Jennifer Marohasy has previously observed that some fairly well qualified scientists who are climate sceptics are often referred to in the media as unqualified, whereas completely unqualified alarmists get a free run.
With this said, see if you can fill in the blank as to who the latest ABC report uses as their expert:
... is sounding alarm bells about the risks from radioactive dust from the planned expansion [of a uranium mine].a) A Nobel Prize winning nuclear scientist
b) An internationally respected mining expert
c) A fully qualified TAFE science teacher or,
d) An Academy Award nominated documentary maker.

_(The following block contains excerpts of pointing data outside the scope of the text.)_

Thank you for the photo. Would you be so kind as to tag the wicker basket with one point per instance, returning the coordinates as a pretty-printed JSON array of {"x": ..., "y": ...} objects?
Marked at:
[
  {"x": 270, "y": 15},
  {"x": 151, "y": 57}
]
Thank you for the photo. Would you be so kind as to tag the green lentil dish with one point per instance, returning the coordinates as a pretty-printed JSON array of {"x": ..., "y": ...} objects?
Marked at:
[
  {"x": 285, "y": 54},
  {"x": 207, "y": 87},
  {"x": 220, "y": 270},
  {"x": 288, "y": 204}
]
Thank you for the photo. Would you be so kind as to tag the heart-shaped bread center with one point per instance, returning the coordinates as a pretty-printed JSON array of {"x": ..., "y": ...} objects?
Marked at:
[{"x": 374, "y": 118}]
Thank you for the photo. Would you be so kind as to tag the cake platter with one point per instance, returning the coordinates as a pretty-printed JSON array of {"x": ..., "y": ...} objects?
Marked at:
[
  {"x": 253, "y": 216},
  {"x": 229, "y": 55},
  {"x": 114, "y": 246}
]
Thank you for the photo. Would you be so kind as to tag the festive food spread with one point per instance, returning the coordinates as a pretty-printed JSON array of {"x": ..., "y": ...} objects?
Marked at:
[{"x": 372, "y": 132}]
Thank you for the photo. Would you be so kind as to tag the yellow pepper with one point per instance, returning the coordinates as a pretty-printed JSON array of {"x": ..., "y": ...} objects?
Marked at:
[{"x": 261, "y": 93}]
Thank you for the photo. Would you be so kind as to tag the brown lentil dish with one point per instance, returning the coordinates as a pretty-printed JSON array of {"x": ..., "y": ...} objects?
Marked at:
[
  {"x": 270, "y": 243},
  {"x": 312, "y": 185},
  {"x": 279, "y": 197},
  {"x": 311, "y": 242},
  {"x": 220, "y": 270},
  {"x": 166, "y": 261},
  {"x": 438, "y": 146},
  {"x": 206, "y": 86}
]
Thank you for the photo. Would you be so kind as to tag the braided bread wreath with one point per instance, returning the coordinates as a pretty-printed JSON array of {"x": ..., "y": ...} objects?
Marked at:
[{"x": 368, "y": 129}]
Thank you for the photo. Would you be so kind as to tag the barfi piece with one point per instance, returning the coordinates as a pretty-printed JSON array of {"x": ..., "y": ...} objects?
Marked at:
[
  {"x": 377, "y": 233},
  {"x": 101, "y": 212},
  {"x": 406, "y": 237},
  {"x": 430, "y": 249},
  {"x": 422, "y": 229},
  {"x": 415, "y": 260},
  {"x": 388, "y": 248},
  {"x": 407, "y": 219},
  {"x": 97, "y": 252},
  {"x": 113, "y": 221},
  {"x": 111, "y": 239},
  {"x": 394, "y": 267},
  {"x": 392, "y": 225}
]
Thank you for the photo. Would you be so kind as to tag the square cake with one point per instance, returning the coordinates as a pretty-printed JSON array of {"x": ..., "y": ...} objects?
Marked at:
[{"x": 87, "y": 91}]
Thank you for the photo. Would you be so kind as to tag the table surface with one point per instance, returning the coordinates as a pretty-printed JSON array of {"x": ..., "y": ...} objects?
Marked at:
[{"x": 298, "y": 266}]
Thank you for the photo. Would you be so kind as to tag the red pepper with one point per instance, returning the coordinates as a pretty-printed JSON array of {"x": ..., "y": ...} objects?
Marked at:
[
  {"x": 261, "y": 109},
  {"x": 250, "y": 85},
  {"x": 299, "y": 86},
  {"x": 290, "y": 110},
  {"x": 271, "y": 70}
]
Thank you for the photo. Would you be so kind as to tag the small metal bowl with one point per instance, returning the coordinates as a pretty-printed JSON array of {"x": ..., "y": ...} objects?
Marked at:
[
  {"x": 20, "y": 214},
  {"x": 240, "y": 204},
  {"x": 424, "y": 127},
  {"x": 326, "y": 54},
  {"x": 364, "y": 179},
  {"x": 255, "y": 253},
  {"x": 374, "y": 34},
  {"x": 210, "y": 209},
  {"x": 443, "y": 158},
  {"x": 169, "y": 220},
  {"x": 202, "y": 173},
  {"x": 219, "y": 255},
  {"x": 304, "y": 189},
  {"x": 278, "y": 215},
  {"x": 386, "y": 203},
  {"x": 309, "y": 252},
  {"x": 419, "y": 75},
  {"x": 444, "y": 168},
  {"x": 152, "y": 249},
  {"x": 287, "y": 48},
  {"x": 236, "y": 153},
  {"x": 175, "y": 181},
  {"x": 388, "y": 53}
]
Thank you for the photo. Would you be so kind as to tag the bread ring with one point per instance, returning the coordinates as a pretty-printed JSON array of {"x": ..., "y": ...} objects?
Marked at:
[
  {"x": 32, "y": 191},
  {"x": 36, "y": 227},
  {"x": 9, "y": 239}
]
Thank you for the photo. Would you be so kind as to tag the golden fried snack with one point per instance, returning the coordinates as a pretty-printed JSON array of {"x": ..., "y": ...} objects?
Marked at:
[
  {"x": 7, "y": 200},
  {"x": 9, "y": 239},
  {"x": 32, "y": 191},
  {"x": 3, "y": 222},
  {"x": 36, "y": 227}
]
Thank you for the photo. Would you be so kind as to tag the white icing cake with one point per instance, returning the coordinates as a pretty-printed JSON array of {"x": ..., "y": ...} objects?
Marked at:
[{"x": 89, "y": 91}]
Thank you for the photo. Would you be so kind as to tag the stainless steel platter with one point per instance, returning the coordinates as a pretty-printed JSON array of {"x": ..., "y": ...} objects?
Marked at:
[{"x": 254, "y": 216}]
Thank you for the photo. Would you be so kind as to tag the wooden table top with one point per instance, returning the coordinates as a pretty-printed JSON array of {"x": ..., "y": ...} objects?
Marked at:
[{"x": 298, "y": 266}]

The answer, naturally is here.
The contentions made by this expert are all, unsurprisingly, pretty much a crock. An obvious one is his "grave concerns about BHP Billiton's ability to contain the 70 million tonnes of radioactive tailings he says will be dumped at the mine site each year."
Tailings, let's not forget, is the material left over after the uranium has been removed. The tailings from the mine will probably contain less uranium than the soil it covers.
Another of his many bloopers: "It will have a much bigger impact than the Maralinga atomic tests that the British chief scientist assured us would not have an impact on our population and women in their 50s are now paying for it with breast cancers."
In fact, Maralinga - like Hiroshima and Nagasaki - is perfectly safe to visit in calm weather or during a sandstorm and no link between Maralinga and increased mortality has been established.
It's not a good idea to inhale it, and dust can be radioactive, but so can beach sand, granite kitchens, caves, air travel, bananas, brazil nuts, and human beings - to name just a few things.